To SIP or not to SIP
SIP trunking is becoming the telephony protocol du jour in call centers. But is SIP trunking worth the integration headaches?
We’ve discussed the basic differences between SIP and TDM before. Briefly, SIP is a protocol for controlling and directing communications, including voice, video and data, over IP (Internet Protocol). The advantages include the ability to deliver high-definition video and related call data along with call audio over a single pipe as well as an inherent flexibilty and cost savings.
But is SIP all it’s cracked up to be? In a recent report, we believe that Forrester principal analyst Art Schoeller gave SIP trunking a qualified “yes” under the title SIP Trunking May Save You Money (Forrester Research, Inc., August 2011). Because let’s face it: upgrading call center infrastructure is a lofty undertaking, and most organizations won’t do so without substantial proven benefits, which must include cost savings.
So why migrate to SIP?
The report cites the following:
- SIP trunking will displace T1 and primary rate interface (PRI)
- The cost savings for enterprises can range from 25% to 35%
over traditional T1 and PRI access.
- Over time, SIP-based signaling and VoIP will ultimately
replace circuit switched technology for carrier access.
- SIP signaling occurs over trunked lines, which is critical for future advanced signaling operations such as high-definition video and audio.

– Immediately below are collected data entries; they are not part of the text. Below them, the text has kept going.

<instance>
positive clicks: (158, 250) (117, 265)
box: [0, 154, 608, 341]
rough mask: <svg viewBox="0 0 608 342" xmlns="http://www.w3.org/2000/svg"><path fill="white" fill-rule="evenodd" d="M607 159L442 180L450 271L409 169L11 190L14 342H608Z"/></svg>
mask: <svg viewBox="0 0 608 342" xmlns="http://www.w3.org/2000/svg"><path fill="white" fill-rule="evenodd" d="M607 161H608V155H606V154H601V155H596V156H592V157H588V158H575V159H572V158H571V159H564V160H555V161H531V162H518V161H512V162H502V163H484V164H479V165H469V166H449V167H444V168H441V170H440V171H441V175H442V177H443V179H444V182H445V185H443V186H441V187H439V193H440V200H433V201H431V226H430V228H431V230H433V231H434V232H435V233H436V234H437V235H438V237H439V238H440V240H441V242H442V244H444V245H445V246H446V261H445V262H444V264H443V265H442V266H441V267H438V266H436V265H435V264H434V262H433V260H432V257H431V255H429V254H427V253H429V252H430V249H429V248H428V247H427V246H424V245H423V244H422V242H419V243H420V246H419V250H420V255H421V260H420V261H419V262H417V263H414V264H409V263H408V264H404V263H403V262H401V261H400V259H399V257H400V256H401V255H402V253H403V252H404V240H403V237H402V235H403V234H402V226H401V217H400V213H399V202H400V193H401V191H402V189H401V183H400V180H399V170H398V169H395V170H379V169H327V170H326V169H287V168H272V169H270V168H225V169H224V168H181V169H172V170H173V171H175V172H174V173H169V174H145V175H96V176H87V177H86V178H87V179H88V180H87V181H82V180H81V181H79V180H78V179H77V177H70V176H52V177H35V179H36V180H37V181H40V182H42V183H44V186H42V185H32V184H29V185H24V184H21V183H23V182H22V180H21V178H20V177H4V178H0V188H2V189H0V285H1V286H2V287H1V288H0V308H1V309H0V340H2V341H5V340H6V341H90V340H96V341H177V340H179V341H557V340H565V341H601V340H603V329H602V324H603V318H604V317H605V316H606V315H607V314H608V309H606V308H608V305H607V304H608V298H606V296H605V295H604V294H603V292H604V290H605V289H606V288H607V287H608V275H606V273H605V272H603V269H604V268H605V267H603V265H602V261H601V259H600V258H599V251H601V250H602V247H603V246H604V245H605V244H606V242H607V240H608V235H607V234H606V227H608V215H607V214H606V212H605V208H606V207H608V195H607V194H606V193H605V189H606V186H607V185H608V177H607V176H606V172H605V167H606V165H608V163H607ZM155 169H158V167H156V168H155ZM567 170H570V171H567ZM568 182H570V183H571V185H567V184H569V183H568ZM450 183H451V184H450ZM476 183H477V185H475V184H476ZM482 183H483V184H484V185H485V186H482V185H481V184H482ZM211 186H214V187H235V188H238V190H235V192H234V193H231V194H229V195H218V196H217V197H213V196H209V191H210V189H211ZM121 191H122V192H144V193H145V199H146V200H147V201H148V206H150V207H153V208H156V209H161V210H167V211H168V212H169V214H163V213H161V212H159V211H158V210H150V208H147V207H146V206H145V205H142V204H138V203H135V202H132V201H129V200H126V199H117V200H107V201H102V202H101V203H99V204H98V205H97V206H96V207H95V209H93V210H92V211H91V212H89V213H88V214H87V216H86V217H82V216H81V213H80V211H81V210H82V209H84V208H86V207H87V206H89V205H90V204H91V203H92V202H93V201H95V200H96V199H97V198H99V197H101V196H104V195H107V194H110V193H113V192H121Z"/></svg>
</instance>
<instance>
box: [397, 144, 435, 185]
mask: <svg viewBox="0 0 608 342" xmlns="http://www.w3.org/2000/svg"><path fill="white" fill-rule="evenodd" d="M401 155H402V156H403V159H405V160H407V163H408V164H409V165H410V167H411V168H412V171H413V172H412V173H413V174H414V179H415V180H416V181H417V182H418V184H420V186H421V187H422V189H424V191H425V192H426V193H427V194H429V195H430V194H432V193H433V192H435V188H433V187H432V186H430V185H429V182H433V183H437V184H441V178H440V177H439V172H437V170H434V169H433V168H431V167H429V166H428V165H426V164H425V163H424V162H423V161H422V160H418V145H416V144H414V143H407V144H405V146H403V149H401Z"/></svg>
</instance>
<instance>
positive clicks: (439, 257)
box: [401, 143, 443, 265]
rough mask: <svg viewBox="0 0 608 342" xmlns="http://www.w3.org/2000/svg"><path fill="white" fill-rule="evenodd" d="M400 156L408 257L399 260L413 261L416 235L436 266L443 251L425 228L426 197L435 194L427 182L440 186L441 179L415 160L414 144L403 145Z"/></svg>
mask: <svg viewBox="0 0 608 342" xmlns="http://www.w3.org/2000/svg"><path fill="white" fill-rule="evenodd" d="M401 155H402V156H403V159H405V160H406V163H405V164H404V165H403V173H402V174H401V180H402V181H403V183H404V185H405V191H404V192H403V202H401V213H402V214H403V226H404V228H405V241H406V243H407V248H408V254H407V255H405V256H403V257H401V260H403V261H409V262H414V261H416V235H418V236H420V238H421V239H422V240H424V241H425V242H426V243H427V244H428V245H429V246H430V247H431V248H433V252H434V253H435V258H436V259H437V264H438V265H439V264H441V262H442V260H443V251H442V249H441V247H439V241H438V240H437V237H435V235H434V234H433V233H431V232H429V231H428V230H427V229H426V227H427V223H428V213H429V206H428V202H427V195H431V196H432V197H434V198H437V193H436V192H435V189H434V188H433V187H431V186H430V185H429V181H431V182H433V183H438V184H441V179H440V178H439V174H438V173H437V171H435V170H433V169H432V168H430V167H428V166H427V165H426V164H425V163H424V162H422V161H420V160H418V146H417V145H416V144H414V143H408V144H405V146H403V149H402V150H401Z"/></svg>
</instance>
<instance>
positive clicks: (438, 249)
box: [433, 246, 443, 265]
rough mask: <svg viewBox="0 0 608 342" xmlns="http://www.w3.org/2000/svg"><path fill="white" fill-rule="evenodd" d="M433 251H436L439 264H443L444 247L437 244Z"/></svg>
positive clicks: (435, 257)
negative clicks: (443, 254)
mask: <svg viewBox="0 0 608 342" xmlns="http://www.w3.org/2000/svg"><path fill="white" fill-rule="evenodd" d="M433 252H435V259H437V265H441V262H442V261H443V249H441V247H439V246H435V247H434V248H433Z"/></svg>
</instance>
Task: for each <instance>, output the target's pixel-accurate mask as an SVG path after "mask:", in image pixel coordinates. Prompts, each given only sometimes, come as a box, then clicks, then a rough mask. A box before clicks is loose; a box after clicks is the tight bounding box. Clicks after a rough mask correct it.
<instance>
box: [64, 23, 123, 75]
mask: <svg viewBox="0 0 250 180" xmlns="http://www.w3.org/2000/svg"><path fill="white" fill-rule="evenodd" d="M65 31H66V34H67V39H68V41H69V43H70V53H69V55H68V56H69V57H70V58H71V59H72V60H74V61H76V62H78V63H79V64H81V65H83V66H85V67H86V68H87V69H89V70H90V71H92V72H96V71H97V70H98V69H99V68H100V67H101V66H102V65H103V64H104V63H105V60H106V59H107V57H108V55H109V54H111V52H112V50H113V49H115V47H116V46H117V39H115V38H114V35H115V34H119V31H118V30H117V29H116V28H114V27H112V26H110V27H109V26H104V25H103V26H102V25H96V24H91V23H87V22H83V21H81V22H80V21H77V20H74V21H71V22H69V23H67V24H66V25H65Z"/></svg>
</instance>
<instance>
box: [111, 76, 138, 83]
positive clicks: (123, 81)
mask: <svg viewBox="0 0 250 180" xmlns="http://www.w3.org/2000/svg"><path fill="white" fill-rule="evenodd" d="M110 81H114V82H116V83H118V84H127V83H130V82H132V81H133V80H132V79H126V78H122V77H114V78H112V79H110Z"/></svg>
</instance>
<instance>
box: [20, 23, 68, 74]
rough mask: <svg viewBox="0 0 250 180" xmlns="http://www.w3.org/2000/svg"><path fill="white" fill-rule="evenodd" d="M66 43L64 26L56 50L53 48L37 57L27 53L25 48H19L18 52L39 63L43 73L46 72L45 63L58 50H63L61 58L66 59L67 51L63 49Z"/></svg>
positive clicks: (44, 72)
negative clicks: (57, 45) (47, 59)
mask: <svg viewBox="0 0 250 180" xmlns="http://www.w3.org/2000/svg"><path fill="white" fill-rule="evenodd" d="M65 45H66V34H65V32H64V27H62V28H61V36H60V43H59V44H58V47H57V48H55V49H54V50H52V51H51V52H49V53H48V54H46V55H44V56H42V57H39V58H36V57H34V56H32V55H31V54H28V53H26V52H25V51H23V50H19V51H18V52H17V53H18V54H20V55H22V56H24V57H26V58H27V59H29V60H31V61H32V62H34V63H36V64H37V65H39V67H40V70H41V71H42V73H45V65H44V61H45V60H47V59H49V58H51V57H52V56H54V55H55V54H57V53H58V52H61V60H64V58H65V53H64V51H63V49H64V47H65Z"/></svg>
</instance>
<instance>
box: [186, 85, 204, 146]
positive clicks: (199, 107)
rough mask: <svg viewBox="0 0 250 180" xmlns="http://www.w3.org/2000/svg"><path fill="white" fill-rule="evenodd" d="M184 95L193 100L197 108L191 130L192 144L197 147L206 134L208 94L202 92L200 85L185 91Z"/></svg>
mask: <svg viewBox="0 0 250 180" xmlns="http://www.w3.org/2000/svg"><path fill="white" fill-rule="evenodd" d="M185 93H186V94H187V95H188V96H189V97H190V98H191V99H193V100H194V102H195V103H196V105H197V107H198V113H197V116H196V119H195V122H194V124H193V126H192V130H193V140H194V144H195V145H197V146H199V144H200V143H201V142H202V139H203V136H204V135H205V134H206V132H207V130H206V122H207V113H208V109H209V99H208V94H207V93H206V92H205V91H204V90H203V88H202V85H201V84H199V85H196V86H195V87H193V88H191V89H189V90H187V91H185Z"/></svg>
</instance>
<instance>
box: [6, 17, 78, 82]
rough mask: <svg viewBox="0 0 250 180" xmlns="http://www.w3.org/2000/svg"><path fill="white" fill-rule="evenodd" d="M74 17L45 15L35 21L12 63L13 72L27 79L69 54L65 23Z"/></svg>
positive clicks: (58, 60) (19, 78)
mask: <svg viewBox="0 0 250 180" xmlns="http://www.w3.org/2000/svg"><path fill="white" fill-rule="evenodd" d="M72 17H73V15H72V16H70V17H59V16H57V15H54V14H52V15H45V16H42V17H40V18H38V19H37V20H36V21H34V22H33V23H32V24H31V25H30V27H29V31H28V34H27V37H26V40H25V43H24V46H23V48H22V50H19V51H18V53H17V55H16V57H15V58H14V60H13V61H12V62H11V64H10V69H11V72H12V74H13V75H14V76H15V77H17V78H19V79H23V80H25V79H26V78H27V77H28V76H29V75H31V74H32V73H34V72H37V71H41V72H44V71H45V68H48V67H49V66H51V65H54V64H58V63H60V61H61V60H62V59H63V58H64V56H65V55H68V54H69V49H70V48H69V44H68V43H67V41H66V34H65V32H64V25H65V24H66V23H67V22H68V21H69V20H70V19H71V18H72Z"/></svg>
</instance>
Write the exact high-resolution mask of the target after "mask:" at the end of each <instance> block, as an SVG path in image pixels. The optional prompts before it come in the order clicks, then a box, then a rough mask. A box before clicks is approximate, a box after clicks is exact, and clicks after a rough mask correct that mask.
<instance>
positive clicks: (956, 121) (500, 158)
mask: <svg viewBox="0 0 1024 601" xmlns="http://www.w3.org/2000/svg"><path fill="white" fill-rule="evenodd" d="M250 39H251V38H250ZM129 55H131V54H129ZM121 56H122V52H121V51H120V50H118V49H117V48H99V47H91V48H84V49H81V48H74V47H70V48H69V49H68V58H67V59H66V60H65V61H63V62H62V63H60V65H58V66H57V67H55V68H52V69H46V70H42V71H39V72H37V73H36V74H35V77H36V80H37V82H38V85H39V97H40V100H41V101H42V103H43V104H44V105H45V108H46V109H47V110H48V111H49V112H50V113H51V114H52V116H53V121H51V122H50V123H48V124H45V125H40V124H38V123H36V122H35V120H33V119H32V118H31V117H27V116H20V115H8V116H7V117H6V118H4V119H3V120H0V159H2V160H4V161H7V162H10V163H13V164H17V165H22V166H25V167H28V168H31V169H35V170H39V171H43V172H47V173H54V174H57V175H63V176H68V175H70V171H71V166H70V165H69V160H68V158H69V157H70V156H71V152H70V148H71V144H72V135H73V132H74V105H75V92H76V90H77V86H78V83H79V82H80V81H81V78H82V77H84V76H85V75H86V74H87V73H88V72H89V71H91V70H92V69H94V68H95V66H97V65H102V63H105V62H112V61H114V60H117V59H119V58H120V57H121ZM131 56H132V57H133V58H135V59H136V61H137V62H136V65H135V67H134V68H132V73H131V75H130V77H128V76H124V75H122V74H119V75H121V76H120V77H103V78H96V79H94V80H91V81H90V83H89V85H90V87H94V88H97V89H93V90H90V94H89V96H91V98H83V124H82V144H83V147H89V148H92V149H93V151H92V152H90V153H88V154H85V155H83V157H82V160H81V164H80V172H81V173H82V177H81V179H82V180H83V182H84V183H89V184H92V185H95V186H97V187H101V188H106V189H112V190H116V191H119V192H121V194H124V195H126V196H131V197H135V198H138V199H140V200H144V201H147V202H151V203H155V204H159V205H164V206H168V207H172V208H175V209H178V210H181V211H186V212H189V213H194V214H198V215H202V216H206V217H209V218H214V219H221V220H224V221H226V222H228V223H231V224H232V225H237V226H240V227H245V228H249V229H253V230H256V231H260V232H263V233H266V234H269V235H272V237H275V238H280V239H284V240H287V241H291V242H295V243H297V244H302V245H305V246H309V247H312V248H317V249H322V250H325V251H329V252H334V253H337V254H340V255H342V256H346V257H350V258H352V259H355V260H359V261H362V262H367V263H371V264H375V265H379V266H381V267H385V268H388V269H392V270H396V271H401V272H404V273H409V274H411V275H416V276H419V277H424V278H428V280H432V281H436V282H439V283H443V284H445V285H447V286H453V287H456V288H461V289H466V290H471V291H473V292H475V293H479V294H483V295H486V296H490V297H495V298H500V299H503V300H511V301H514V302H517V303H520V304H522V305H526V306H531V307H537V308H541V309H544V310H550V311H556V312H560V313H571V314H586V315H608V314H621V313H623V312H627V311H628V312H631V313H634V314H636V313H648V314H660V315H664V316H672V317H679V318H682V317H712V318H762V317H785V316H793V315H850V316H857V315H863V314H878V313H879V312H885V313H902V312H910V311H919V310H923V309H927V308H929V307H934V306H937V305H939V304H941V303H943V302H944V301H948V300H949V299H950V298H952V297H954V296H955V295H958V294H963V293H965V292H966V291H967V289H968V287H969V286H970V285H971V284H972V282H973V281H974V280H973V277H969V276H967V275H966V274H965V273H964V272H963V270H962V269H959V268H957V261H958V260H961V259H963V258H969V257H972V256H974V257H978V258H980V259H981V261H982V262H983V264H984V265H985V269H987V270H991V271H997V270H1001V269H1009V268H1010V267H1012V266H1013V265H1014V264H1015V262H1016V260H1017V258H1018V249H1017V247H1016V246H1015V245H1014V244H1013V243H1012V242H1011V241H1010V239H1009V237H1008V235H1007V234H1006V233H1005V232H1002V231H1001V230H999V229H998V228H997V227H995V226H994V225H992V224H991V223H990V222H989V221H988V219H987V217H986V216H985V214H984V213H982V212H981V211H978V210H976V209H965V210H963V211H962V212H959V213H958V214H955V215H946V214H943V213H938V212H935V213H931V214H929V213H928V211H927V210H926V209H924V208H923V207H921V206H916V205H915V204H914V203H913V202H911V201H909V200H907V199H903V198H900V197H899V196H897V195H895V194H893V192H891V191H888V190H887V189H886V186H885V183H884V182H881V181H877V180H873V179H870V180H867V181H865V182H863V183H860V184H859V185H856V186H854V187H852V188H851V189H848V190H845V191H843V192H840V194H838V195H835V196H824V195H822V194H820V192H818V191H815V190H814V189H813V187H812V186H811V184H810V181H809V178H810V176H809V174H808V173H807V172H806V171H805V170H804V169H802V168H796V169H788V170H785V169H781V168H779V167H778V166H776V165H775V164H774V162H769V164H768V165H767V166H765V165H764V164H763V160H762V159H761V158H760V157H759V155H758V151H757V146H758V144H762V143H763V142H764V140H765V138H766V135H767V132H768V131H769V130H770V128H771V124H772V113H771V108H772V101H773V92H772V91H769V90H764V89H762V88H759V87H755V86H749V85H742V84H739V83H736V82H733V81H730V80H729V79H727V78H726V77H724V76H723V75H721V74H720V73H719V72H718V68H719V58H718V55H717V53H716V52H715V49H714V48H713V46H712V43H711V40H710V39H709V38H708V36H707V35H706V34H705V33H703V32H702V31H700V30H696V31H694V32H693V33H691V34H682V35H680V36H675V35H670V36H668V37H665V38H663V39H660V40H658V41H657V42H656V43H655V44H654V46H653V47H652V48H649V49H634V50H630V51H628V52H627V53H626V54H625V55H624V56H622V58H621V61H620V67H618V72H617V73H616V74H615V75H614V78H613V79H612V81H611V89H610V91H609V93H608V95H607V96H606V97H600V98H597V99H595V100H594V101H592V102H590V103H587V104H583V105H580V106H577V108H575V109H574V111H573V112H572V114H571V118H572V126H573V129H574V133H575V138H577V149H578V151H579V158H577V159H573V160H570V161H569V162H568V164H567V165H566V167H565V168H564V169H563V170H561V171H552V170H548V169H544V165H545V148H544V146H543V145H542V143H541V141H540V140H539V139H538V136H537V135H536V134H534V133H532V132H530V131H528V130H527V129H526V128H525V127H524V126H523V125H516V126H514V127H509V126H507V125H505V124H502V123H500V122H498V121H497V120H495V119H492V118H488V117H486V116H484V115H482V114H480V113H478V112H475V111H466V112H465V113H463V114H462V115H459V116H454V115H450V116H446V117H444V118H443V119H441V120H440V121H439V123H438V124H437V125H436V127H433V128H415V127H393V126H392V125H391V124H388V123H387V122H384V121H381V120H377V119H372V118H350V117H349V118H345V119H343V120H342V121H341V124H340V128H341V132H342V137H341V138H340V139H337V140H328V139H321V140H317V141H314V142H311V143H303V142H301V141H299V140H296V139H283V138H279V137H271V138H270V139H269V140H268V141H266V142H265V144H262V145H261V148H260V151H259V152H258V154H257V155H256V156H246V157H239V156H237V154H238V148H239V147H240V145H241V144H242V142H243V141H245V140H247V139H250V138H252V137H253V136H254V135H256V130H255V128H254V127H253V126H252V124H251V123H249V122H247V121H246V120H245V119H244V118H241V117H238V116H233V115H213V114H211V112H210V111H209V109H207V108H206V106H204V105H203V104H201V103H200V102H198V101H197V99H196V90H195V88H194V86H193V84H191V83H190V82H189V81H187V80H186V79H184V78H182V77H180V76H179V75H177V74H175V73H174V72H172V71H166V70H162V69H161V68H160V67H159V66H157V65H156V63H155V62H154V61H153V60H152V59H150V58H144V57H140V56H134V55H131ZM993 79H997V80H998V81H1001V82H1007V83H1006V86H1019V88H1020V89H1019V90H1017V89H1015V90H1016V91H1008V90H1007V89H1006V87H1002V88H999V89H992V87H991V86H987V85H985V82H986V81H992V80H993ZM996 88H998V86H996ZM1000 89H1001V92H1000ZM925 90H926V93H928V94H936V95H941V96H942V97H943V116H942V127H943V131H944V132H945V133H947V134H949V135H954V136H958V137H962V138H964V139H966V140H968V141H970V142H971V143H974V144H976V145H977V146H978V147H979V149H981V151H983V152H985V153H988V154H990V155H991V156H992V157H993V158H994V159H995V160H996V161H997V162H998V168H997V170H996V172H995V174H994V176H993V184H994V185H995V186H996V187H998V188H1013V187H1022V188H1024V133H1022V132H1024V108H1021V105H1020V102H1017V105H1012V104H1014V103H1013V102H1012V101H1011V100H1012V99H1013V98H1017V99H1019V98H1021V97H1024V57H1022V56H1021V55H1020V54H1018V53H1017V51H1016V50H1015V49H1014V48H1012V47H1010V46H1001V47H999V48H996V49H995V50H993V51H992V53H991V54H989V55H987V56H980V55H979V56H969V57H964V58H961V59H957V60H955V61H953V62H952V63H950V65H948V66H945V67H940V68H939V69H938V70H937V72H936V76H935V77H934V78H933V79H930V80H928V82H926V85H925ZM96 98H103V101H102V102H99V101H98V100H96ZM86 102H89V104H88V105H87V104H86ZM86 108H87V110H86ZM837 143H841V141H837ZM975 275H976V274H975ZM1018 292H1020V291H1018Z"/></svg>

That being said, Forrester reports that the American rate of SIP adoption is relatively low, with forty-three percent of enterprises reporting they are not interested or have no specific plans to deploy SIP.
So what’s the holdup?
- Packetized voice quality. SIP trunking packetizes voice using the G.711 or G.729 codecs, and this can affect speech recognition and other applications that depend on voice quality to operate effectively.
- Interoperability. Carriers may or may not effectively manage the interoperability between their networks and others.
- Lack of carrier response.
From the report: “Forrester has observed that enterprises wanting to move to SIP trunking have found
their incumbent service providers were slow to respond and provided less aggressive pricing.This is understandable because SIP trunks cannibalize their existing T1 and PRI revenue and
Conclusion and quick tips
In spite of the challenges, the report still concludes “SIP trunking provides a good business case despite the risks that we document above.” Additional advice for those considering the move to SIP is to be assured of geographically diverse failover and alternate routing to mitigate the downtime risk and to avoid unnecessary compression on a single pipe. A few additional tips:
- Session Border Controllers are absolutely a necessity as a known service control point to manage traffic. Never skip the SBC.
- Mid-call codec switching can help with voice compression issues. Use high-quality, lower-compression codec for the IVR portion of the call to maximize speech recognition, which requires higher voice quality. Then switch to the lower codec mid-call for the agent transfer.
- The “final mile” issue. The “final mile” refers to the final leg of the voice journey, which is into the at-home agent’s home. Because bandwidth to individual homes will always fluctuate, try individual testing and be prepared to switch back to TDM if SIP doesn’t provide adequate results.